Thomson Reuters Starmine data shows 61 percent of Nikkei 225 firms that have released their results have met or beaten analysts' expectations for the latest quarter. The data was collected before the market closed. Toyota Motor Corp's earnings released after the bell were better than analysts expected. It reported a 47.6 percent drop in quarterly profit, hit by slumping Japanese car sales and a firm yen, but lifted its annual operating profit forecast to 550 billion yen ($6.68 billion) from a cautious 380 billion yen, as profit for the first nine months topped the original figure. A survey of 23 analysts by Thomson Reuters I/B/E/S forecast annual operating profit of 489 billion yen for Toyota.

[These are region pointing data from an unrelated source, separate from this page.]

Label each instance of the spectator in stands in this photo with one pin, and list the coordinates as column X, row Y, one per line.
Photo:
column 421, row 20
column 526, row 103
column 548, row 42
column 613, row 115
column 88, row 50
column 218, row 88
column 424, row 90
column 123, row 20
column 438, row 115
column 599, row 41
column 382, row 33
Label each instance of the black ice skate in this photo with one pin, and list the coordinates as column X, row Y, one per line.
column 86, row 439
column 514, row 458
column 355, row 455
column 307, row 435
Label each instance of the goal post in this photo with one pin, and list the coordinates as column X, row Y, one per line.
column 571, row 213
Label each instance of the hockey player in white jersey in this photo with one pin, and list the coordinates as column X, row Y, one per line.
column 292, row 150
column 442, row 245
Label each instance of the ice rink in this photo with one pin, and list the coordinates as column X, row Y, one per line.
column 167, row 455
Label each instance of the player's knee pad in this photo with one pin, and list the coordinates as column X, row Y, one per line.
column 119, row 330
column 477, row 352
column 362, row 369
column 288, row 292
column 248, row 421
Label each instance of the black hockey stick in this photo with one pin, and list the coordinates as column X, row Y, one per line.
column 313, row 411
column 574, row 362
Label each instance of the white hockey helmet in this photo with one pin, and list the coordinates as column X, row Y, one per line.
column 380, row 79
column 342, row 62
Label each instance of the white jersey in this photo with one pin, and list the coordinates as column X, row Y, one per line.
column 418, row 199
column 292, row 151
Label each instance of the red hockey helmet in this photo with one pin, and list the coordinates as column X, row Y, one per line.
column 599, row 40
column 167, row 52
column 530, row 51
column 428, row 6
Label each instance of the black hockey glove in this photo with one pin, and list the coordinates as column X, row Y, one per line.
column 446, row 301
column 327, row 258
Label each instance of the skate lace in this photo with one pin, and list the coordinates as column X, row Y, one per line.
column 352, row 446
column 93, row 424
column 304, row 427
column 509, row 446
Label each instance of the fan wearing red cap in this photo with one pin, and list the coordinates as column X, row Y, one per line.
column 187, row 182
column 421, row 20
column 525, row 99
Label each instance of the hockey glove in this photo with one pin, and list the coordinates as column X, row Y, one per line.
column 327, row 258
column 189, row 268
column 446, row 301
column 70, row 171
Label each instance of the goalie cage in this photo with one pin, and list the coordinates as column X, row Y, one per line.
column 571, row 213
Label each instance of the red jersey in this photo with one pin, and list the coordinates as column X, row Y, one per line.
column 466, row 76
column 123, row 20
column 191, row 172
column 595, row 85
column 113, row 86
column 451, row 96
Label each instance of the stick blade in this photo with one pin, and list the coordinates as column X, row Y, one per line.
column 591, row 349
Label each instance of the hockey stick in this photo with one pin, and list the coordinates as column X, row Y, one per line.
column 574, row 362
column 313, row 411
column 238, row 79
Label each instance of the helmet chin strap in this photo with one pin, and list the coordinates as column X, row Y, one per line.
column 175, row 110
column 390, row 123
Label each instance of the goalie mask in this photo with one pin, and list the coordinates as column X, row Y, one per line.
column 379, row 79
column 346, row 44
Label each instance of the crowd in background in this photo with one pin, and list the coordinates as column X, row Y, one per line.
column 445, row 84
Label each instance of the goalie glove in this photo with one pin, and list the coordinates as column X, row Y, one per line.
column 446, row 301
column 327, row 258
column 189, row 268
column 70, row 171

For October-December, Toyota's operating profit was 99.07 billion yen, down from 189.1 billion yen a year earlier and beating an average estimate of 70.6 billion yen in a poll of nine analysts by Reuters.
The Nikkei's advance has also been helped by weakness in Chinese mainland markets, which have been jittery about the risk of further monetary tightening and reopen on Wednesday after the weeklong Lunar New Year holiday.
The benchmark Nikkei ended up 0.4 percent or 43.94 points at 10,635.98. It rose as high as 10,648.80, its highest since May 6. The broader Topix added 0.4 percent to 944.00.
The Nikkei has gained 4.0 percent so far in 2011. The Standard & Poor's 500 Index has added 4.9 percent, while Asian stocks outside Japan are nearly flat.
Recent gains on the Nikkei have been underscored by decent trading volume. Around 2.14 billion shares changed hands on the Tokyo Stock Exchange's main board on Tuesday, in line with last week's average of 2.2 billion.
Sentiment also brightened after merger activity drove the Dow Jones industrial average and the Standard & Poor's 500 Index to their highest in two and a half years on Monday and UBS raised its 2011 target for the S&P by 7.5 percent to 1,425, citing an improving outlook for the economy and earnings.